Walfredo Gurgel pode ficar sem ortopedistas na primeira quinzena de janeiro

De acordo com uma recomendação do Conselho Regional de Medicina, a escala de plantão dos ortopedistas deve ter no mínimo três médicos da especialidade por turno

Problema poderá ocorrer devido a escala de plantão. Foto:Divulgação
Problema poderá ocorrer devido a escala de plantão. Foto:Divulgação

Os ortopedistas do Hospital Walfredo Gurgel alertam: a maior unidade
hospitalar do estado pode ficar sem o atendimento destes profissionais a
partir de meados de janeiro. O motivo é que a direção do hospital não
conseguiu fechar a escala de plantão para o período a partir do dia 22
dezembro. E para que a população não fique sem atendimento, principalmente
no período que compreende as festas de final de ano, quando a demanda
cresce consideravelmente, os profissionais resolveram antecipar a escala de
trabalho de janeiro.

De acordo com uma recomendação do Conselho Regional de Medicina, a escala
de plantão dos ortopedistas deve ter no mínimo três médicos da
especialidade por turno. Em acordo com a Secretaria Estadual de Saúde,
intermediado pelo Ministério Público, os ortopedistas anteciparam a escala
com a promessa de que o problema seria resolvido, com o remanejamento de
mais profissionais para o Walfredo. A contratação de uma cooperativa também
foi uma das alternativas cogitadas na reunião.

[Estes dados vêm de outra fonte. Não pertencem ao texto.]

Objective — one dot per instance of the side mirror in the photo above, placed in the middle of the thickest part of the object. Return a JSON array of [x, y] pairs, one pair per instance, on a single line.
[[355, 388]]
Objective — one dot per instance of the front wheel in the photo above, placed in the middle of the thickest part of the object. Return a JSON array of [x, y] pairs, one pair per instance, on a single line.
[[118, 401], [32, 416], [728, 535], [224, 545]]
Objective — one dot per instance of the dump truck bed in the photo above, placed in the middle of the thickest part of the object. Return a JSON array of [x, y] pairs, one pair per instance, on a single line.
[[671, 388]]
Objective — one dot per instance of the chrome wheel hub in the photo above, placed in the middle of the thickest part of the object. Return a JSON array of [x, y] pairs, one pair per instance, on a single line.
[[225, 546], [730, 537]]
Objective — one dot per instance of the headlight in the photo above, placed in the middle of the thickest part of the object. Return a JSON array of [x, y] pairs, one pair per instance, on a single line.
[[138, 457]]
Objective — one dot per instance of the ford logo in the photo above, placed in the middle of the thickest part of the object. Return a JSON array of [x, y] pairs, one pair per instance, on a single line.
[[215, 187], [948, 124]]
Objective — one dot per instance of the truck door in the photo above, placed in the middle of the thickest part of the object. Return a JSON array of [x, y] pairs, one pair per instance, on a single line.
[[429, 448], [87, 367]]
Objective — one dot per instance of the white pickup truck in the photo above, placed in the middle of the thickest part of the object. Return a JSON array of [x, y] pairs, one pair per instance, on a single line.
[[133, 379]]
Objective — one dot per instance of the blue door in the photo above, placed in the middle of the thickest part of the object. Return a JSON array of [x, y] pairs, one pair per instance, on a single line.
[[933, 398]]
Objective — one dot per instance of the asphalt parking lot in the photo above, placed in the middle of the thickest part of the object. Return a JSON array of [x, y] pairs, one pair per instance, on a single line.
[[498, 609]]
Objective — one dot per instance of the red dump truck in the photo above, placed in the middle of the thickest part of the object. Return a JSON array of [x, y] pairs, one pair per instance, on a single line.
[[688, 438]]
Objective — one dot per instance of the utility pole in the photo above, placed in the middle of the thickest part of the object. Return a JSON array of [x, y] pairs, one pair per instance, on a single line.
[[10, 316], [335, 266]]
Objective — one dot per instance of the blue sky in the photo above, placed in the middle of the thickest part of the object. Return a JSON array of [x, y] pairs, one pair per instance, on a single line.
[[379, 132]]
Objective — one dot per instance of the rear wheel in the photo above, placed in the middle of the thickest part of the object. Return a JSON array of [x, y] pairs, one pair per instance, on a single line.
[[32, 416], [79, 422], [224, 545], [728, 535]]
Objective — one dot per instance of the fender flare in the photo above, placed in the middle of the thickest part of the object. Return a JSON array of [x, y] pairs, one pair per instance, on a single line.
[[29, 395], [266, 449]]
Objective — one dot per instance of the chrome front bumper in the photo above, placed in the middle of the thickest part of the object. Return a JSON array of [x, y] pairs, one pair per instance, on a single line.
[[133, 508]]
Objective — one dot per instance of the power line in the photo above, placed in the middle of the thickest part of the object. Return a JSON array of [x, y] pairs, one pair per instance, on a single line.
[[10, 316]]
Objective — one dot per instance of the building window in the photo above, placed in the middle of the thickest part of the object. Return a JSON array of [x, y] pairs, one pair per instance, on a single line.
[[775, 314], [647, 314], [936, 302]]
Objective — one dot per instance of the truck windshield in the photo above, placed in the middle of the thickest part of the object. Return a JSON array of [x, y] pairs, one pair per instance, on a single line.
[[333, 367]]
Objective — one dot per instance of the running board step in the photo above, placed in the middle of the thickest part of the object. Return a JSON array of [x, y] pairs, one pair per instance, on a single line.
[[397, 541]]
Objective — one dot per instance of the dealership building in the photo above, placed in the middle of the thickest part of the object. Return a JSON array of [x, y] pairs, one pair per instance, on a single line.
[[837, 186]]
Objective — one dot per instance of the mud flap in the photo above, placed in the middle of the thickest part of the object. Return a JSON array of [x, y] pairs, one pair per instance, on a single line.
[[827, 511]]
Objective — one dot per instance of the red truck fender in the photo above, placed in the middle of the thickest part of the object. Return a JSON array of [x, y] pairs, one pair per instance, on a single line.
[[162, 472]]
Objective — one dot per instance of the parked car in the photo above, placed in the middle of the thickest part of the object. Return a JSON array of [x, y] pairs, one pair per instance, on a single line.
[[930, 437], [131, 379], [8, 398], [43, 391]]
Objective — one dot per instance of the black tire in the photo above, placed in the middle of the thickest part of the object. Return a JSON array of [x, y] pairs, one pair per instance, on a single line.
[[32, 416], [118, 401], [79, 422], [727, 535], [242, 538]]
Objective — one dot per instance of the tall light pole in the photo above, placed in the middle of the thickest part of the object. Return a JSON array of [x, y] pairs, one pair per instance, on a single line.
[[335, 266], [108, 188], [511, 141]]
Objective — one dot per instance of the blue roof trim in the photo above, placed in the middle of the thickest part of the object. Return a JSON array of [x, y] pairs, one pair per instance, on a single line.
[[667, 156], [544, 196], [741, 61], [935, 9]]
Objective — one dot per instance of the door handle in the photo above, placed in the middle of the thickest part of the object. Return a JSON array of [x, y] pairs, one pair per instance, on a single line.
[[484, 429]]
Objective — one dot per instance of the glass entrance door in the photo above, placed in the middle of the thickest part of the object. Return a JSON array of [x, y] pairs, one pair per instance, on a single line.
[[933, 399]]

“O mês está acabando, e até agora nenhuma movimentação para solucionar o
caso. A nossa maior preocupação é que a partir do dia 12 de janeiro o
Walfredo vai ficar sem atendimento de ortopedia e traumatologia. E quem sai
perdendo com isso é a população”, alerta Tiago de Medeiros Almeida,
conjuntamente com todos os ortopedistas lotados no Walfredo.

O problema da falta de profissionais no Walfredo Gurgel não é de hoje. Nos
últimos dois anos, nada menos do que 15 médicos ortopedistas lotados no
Walfredo foram afastados por aposentadoria ou pedido de exoneração, sem que
tenha sido feita a reposição dos profissionais. E a demanda de atendimentos
só cresce a cada dia. Além disso, as condições de trabalho oferecidas aos
poucos profissionais existentes são péssimas, com falta de vagas, falta de
material para cirurgia, entre outros.

“Estamos fazendo a nossa parte, mas a Sesap tem que procurar resolver o
problema e contratar mais médicos. A saúde é um direito de todos, mas um
dever do Estado. E se a escala de janeiro não for completada, só quem sai
perdendo é a população”, finaliza Tiago Almeida.